Fixed Deposit

Full form: Fixed Deposit (FD)

Savings & Deposits

A Fixed Deposit is a savings instrument where you deposit a lump sum with a bank or post office for a fixed tenure at a predetermined interest rate. Principal and interest are guaranteed regardless of market conditions -- India's most popular savings product.

In detail

FDs offer safety, predictability and guaranteed returns. Key features: tenures from 7 days to 10 years, interest paid monthly/quarterly/annually or at maturity, senior citizens get 0.25-0.5% higher rates, and deposits up to Rs 5 lakh per bank are insured by DICGC.nnInterest is fully taxable as income. Banks deduct 10% TDS when annual interest exceeds Rs 40,000 (Rs 50,000 for senior citizens). Submit Form 15G (under 60) or 15H (senior) to avoid TDS if total income is below the taxable limit.

Formula

Maturity (quarterly compounding) = P x (1 + r/4)^(4t) P = Principal, r = Annual rate/100, t = Years Example: Rs 2L at 7% quarterly for 3 years: = 2,00,000 x (1.0175)^12 = Rs 2,46,289

Real-life example

🇮🇳 India example

Rs 2 lakh in SBI FD at 7% for 3 years quarterly compounding. Maturity = Rs 2,46,289. Interest = Rs 46,289. At 30% tax bracket, tax on interest = Rs 13,887. Post-tax effective return = 4.9% per year -- barely above inflation.

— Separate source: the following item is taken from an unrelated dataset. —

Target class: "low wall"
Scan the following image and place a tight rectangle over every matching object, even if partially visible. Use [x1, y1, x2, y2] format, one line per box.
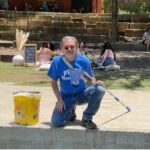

Frequently asked questions

Which bank gives the highest FD interest rate in 2025?
Small finance banks (Unity, Suryoday, Jana) offer 8.5-9.5%. Among major banks, IndusInd, Yes Bank, IDFC First offer 7.5-8.25%. SBI/HDFC/ICICI typically offer 7.0-7.4%. Post Office 5-year time deposit is 7.5%. Always verify current rates directly.
What is a tax-saver FD?
A 5-year tax-saver FD qualifies for Rs 1.5L deduction under Section 80C. However interest earned is still fully taxable. Cannot be broken before 5 years. Compare with PPF (same 80C benefit, interest completely tax-free, higher long-term rate) before choosing.
Should I use FD laddering?
Yes. Instead of one large FD, split into multiple FDs maturing in 1, 2, 3, and 4 years. Each year one matures, giving you liquidity and the ability to reinvest at current rates. This reduces reinvestment risk and ensures you are never fully locked at a single rate.